Verlander made $28 million this season, and he signed a two-year, $66 million extension. The big right-hander, who threw a no-hitter on September 1 against the Toronto Blue Jays, went 21-6 with a 2.58 ERA.

The Astros’ second-highest paid player earns just over half what Verlander does. Outfielder Michael Brantley came over from the Cleveland Indians, and made $15 million in the first year of a two-year, $32 million deal.
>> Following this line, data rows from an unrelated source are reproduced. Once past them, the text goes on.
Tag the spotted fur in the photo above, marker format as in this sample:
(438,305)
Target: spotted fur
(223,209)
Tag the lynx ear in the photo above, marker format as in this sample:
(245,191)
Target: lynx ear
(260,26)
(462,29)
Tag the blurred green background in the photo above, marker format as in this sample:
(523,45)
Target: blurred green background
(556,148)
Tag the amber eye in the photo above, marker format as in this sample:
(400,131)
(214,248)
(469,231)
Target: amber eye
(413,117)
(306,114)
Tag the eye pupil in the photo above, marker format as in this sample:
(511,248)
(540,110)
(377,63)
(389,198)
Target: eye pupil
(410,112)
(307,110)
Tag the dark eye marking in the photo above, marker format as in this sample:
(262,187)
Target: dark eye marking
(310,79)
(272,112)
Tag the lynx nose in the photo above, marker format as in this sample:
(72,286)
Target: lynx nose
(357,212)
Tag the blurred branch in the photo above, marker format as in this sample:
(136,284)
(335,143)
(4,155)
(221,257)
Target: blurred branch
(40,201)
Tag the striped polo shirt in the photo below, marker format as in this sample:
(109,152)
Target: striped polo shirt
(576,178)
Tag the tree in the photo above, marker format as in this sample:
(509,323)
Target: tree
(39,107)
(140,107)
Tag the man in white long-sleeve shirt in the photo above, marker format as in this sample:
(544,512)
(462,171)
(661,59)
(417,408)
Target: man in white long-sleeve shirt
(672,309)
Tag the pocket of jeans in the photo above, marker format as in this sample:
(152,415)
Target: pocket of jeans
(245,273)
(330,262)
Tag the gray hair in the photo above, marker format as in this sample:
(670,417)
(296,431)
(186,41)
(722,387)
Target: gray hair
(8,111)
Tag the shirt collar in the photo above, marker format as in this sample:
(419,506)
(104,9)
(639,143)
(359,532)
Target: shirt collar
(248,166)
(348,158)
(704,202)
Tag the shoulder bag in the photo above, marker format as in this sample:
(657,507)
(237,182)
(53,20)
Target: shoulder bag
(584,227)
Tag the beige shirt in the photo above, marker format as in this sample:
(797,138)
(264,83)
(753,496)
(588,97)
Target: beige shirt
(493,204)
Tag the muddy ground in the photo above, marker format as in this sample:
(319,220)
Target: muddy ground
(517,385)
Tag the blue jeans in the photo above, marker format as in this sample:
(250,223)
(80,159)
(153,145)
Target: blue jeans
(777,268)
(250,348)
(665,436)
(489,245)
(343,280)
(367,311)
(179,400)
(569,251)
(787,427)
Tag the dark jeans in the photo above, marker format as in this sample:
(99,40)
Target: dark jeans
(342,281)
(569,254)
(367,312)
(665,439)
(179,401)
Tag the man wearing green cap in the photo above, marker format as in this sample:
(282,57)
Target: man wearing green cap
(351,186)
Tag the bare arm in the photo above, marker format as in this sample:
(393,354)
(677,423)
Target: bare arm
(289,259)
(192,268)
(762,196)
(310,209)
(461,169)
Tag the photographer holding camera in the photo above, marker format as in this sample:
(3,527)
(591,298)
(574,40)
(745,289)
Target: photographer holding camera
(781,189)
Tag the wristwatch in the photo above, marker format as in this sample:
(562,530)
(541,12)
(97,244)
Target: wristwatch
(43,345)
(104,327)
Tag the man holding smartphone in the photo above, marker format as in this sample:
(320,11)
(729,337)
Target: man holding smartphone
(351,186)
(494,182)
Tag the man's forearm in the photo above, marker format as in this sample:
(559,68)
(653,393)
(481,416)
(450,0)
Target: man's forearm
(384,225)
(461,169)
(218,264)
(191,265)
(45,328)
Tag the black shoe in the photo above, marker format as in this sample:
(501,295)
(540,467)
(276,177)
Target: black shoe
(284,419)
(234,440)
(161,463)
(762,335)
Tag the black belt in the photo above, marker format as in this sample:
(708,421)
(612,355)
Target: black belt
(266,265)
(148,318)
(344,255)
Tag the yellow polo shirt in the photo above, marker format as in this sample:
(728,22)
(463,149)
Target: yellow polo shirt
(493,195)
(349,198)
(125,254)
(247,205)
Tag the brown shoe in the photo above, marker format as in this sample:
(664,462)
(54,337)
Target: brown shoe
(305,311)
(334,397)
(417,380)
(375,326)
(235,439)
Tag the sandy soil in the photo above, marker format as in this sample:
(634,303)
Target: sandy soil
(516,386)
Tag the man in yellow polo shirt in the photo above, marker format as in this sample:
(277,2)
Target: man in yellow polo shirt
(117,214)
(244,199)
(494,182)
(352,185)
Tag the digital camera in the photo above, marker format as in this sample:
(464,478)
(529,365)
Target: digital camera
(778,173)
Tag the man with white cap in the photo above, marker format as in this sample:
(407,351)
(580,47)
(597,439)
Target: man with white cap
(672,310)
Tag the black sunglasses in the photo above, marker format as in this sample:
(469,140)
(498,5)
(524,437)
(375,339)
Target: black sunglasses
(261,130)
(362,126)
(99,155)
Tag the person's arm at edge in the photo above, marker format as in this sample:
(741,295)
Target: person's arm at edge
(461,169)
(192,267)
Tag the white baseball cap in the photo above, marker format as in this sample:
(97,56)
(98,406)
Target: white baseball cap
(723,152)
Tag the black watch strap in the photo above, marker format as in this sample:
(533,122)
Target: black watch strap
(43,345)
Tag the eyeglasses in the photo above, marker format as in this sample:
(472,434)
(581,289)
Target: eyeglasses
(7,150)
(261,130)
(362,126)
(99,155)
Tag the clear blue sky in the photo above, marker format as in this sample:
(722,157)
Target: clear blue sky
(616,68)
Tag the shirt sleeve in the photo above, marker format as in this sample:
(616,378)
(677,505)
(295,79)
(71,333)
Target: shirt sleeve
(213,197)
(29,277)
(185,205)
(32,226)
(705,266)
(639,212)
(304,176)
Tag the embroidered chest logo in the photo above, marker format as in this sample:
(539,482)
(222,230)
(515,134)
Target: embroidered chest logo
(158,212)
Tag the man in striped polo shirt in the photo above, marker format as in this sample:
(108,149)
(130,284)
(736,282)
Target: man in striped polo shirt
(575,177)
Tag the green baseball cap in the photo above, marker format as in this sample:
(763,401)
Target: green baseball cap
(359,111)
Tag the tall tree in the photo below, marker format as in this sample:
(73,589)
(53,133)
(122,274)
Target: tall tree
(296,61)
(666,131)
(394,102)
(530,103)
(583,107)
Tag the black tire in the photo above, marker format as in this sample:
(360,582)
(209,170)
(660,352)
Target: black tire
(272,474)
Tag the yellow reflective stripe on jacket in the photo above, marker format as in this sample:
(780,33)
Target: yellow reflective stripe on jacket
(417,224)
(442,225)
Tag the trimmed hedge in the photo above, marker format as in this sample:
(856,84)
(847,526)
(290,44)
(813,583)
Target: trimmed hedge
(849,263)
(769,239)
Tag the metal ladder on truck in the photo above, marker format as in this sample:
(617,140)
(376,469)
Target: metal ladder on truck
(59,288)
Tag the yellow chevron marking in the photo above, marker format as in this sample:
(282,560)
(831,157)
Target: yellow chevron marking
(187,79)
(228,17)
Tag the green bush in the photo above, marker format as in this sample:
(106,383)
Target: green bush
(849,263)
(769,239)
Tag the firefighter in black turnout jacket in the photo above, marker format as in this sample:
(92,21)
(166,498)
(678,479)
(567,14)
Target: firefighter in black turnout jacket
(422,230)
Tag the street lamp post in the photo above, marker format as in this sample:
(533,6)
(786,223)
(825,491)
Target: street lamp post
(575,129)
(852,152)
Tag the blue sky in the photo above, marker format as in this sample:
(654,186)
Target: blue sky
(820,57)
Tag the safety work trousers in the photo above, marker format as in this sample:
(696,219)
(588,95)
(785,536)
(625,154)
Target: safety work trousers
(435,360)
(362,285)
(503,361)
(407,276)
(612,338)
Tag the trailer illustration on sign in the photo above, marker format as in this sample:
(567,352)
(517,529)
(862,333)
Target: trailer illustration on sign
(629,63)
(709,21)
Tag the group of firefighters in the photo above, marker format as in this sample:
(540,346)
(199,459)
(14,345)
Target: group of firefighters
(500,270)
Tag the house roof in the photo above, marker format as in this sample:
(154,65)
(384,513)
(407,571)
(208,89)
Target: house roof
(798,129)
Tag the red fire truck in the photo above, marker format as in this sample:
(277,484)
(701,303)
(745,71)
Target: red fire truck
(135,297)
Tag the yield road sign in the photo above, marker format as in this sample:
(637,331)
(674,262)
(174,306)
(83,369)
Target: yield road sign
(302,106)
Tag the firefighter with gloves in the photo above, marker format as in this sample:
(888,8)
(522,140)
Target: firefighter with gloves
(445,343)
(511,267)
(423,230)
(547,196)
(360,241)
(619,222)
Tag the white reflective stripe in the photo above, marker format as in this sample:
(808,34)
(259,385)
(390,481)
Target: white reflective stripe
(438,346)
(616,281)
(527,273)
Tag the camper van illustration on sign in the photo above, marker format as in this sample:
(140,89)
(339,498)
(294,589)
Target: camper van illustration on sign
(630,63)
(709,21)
Brantley hit .311 with 22 home runs and 90 RBI in 148 games.

Houston beat out New York at the trade deadline to acquire of the best pitchers in baseball, Zack Greinke, from the Arizona Diamondbacks. Houston absorbed the final two-plus years of the right-hander’s salary signed a 6 year / $206,500,000 contract with the Arizona Diamondbacks, including a $18,000,000 signing bonus, $206,500,000 guaranteed, and an annual average salary of $34,416,667.

Greinke went 8-1 with a 3.02 ERA in his time with Houston, who was able to take on his contract because they did not re-sign one of their best starting pitchers, Dallas Keuchel, after the 2018 season. The left-hander was seeking a similar deal to Greinke’s, and he wound up signing in June with the Atlanta Braves.